Random Variables and Distributions

A random variable converts outcomes into numbers. Instead of listing every detailed outcome in the sample space, we often care about a numerical summary: the number of heads, the waiting time until a machine fails, the maximum of several measurements, or whether a test result is positive. Distributions describe how probability is assigned to those numerical values.

A Galton box diagram shows balls falling through pegs into bins.

Figure: A Galton box turns repeated random left-right choices into an approximate bell-shaped distribution. Image: Wikimedia Commons, Marcin Floryan, CC BY-SA 3.0.

This page is the bridge between event-based probability and the distribution-centered language used in statistics, simulation, and modeling. Lane et al. use probability distributions for binomial, Poisson, normal, and sampling-distribution examples. Here we build the general vocabulary: random variables, probability mass functions, probability density functions, and cumulative distribution functions.

Definitions

A random variable is a function

X:\Omega\to \mathbb{R}

that assigns a real number to each outcome. The word "variable" is traditional, but formally $X$ is a function.

A random variable is discrete if its possible values are finite or countably infinite. Its probability mass function (PMF) is

p_X(x)=P(X=x).

The PMF satisfies

p_X(x)\ge 0,\quad \sum_x p_X(x)=1.

A random variable is continuous if probabilities are described by a probability density function (PDF) $f_X(x)$ such that

P(a\le X\le b)=\int_a^b f_X(x)\,dx.

The PDF satisfies

f_X(x)\ge 0,\quad \int_{-\infty}^{\infty} f_X(x)\,dx=1.

The cumulative distribution function (CDF) is defined for every real random variable by

F_X(x)=P(X\le x).

The CDF is nondecreasing, right-continuous, and satisfies

\lim_{x\to -\infty}F_X(x)=0,\quad \lim_{x\to \infty}F_X(x)=1.

For a continuous random variable with density $f_X$ ,

F_X(x)=\int_{-\infty}^{x} f_X(t)\,dt,

and, where differentiable,

f_X(x)=F_X'(x).

The support of a distribution is the set of values where the PMF or PDF is positive. A parameter is a fixed constant that indexes a family of distributions, such as the success probability $p$ in a Bernoulli distribution or the rate $\lambda$ in an exponential distribution.

Key results

The CDF is the most universal way to describe a distribution because it works for discrete, continuous, and mixed random variables. Probability over intervals can be recovered from it:

P(a<X\le b)=F_X(b)-F_X(a).

For continuous random variables, endpoint choices usually do not matter because

P(X=a)=\int_a^a f_X(x)\,dx=0.

For discrete random variables, endpoint choices matter because points can have positive probability.
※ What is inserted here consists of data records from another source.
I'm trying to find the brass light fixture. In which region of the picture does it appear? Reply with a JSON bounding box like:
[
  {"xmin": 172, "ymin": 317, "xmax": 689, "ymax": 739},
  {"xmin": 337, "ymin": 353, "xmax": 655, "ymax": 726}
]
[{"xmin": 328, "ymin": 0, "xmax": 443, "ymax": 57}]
If $X$ is discrete with PMF $p_X$ , then its CDF is a step function:

F_X(x)=\sum_{t\le x}p_X(t).

If $X$ is continuous with PDF $f_X$ , then probabilities are areas under the curve:

P(a\le X\le b)=\int_a^b f_X(x)\,dx.

Do not interpret density height as probability. A density can exceed $1$ on a short interval; the area, not the height, is the probability.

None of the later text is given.